What strategy is that, you ask? It dates quite a ways back within Nikon, I think, perhaps even back to the original DSLR thrust. But it first reared its visible head in September 2004 with the announcement of the D2x. For those of you who don’t remember the controversy about that camera, let me remind you: White Balance “encryption.” In early 2006 we then got Capture NX. In 2007 we got EXPEED and Picture Controls. 

These things are not unrelated. What Nikon tried to pull off is a locked “Nikon look” to the images from their cameras, a look that would be impossible for others to exactly match and which would be obtainable from only a Nikon DSLR or a Nikon for-sale raw image converter. 

In the sense that Nikon DSLRs produce JPEGs that can’t be easily duplicated in other ways, Nikon succeeded. To date, Adobe still can’t really reproduce Nikon’s JPEG looks, and companies like DxO took a completely different approach, more akin to trying to profile against physical knowns (red should be red). 

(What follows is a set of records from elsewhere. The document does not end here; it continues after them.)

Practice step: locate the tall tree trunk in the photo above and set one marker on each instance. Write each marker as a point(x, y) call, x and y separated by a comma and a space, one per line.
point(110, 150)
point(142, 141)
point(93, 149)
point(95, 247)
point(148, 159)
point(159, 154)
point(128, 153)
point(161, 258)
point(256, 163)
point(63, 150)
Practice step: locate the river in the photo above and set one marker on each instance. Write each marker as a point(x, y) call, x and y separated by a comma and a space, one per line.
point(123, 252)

I had two complaints about this strategy when I learned of it. First, was what Nikon was doing in terms of color and contrast and tonality really what the user wanted? And second, wouldn’t post processing software from companies with better software and imaging teams eventually render the point moot by finding “better” choices? 

The common thing you’ll see on the Internet these days about out of camera (OOC) JPEGs is that people gush about Fujifilm and Olympus OOC JPEGs. Both have a lot of extra contrast to them, extra saturation, and in Fujifilm’s case a double Hue shift. Nikon picked a more neutral approach, even for their Standard Picture Control (they also have a Neutral Picture Control which is very neutral). Fujifilm, in particular, has a lot of research to draw on in terms of how people respond to images, so you’d guess that they’d have excellent OOC results. So, with these companies “back in the game” my first complaint about the strategy is essentially true: Nikon’s choices aren’t necessarily what the user wanted most. It’s rare to see someone comment on how good Nikon OOC results are compared to a competitor, for instance. Just to be clear, I still prefer the Nikon OOC JPEG results if I’m going to do any post processing, as they contain far less baked-in changes that I’d be fighting. But that’s not my point. It doesn’t matter what I like, it’s what the majority of the market prefers that matters, and I don’t think Nikon nailed that. 

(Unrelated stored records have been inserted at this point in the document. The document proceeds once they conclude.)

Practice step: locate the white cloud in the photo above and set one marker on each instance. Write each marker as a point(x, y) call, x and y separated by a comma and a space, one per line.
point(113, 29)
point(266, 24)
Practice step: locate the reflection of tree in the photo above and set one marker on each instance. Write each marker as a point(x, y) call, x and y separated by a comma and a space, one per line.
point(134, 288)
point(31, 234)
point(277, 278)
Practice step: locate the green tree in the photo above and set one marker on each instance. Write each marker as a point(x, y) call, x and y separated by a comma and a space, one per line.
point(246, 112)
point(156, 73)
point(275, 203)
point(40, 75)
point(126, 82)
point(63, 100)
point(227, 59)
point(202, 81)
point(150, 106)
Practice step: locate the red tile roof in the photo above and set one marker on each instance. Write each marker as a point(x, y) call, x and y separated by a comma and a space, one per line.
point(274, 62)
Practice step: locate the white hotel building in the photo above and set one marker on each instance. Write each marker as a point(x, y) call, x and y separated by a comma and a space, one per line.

If you’re not a Nikon DSLR old-timer, you probably don’t remember that Nikon originally had a Photoshop Plug-in that did NEF conversion. It wasn’t as elaborate as ACR is these days, but it performed basically the same function. Plus it had Nikon’s baked-in OOC styles. Capture’s appearance also meant that the free Photoshop Plug-in had to disappear, as otherwise you could get most of the cow’s milk for free. (Aside: I love putting idioms like that into my writing every now and then, because it drives the Japanese translators batty; yes, I’m a sadist at times ;~). 

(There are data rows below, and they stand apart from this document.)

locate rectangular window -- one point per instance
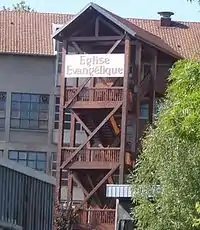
(67, 117)
(144, 111)
(53, 170)
(35, 160)
(2, 109)
(29, 111)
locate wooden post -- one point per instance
(137, 79)
(124, 108)
(152, 82)
(61, 124)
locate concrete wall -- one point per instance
(26, 198)
(28, 74)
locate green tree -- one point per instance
(170, 157)
(21, 6)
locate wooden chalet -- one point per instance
(108, 108)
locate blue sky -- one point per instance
(126, 8)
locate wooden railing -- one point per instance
(93, 154)
(97, 216)
(96, 94)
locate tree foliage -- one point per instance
(21, 6)
(170, 157)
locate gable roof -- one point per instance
(130, 28)
(31, 33)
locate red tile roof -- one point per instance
(30, 33)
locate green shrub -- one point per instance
(170, 157)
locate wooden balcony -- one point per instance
(101, 218)
(93, 158)
(94, 97)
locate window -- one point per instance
(2, 109)
(67, 117)
(53, 170)
(35, 160)
(146, 70)
(29, 111)
(144, 111)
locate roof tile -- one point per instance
(30, 33)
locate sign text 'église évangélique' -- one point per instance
(94, 65)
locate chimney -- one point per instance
(165, 19)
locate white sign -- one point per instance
(94, 65)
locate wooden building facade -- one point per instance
(107, 108)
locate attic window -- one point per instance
(56, 44)
(146, 69)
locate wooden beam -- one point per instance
(81, 122)
(92, 134)
(84, 27)
(61, 124)
(69, 186)
(92, 186)
(77, 47)
(77, 92)
(112, 27)
(80, 184)
(93, 38)
(96, 187)
(137, 78)
(108, 43)
(152, 82)
(97, 27)
(124, 109)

Anyhow, you probably see where I’m going with this: Nikon executed a strategy whereby they could not only lock in the “Nikon look” in the camera but get people to pay for it in a post processing converter. Note that we never got a true Picture Control editor, one that would allow us to create our own new base PCs. Instead, we only have the looks (Standard, Neutral, Portrait, Landscape, Vivid, Monochrome) that Nikon wanted us to have, with some minor tweaking to each.

So what does Capture NX-D say about this strategy? If, as it appears, NX-D is free and will remain free, then the strategy probably failed. Yet we’re still limited to just the Nikon looks that were set in stone sometime in 2006. In other words, both Nikon and its user base gets to suffer some from the fallout of the strategy. Moreover, it appears that Nikon is licensing code from the Silkypix folk in this release, so that has to cost them something additional, too. 

The correct strategy all along was: (1) make sure every software provider and company supporting digital imaging could get the best possible results out of Nikon data; (2) if you want to create for-sale software make sure it continues to fit into the best existing workflow, not change the workflow; (3) find a way to let customers and potential customers dictate look to Nikon, not Nikon dictate look to customers; and (4) build an imaging system that is user configurable and doesn’t require engineers in Tokyo to implement even modest changes (e.g. the D2XMODE Picture Controls). 

Obviously, sometime this summer I’ll need to completely redo my Introduction to Nikon Software book. Given what’s just happened, that book will likely be titled Introduction to Software for Nikon DSLRs, which is a subtle but meaningful change.